Even if all he says were true, rocks from space and volcanoes are still rocks.

Soil is not just ground up rock. Soil is characterized as having interacted with an environment, and by most definitions of soil, with a living environment.

Soil differs from its parent rock due to interactions between the lithosphere, hydrosphere, atmosphere, and the biosphere.

Not only is there no need whatsoever to ignore all the fucking rocks lying around and the entire crust of the Earth and look to shit falling from space, fallen space rock would still have to go through all these processes to form.

Weirdo dumbass’ “explanation” based on him not understanding earthquakes and making stupid questions to himself about how an ancient sea could possibly lead to dirt in no way answers any important question.

 
Big Bad Bald Bastard
 

Why, “Garry,” do you keep on going to people even dumber than yourself for your information? Perhaps you are st00pider™ than them after all.

Wait,

NOOOOOOOOOOO AIYEEEEEEEE Beware Teh Paradox of Teh StØØpids™©

Morans all the way down.

 
 

There! I’ve run rings around you logically.

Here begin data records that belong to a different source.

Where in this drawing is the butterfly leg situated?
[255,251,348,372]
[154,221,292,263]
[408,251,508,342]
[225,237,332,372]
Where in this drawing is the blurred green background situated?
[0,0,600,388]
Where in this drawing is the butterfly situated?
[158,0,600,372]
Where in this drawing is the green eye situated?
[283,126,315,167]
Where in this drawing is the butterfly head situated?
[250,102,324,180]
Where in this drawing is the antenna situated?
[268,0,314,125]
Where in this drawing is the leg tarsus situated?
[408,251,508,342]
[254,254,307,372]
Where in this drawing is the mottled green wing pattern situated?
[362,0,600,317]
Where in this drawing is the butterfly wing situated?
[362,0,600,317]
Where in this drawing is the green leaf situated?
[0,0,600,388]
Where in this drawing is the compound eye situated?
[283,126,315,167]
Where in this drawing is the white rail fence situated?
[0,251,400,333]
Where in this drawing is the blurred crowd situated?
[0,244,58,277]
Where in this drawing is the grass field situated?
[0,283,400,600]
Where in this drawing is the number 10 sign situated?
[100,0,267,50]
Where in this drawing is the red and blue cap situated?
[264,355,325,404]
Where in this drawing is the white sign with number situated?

The circular trail of zombie disjecta membra was my first clue.

 
 

If soil came from rocks, WHY ARE THERE STILL ROCKS??

MY GARDEN DIRT DIDN’T COME FROM NO MONKEY!

 
 

DENTIST, n. A prestidigitator who, putting metal into your mouth, pulls coins out of your pocket.

Ambrose Bierce, The Devil’s Dictionary.

 
 

It really pisses me off when climate is equated to weather.

 
 

Dirt is actually angel poop.

Says so in the Bible.

That’s why when you’re little your parents tell you not to eat it.

Q.E.D.

Now where’s my fucking check, Regnery?

 
 

Oi, as a genuine scientist (though admittedly not in this field (MS in biology)) this debate is painful.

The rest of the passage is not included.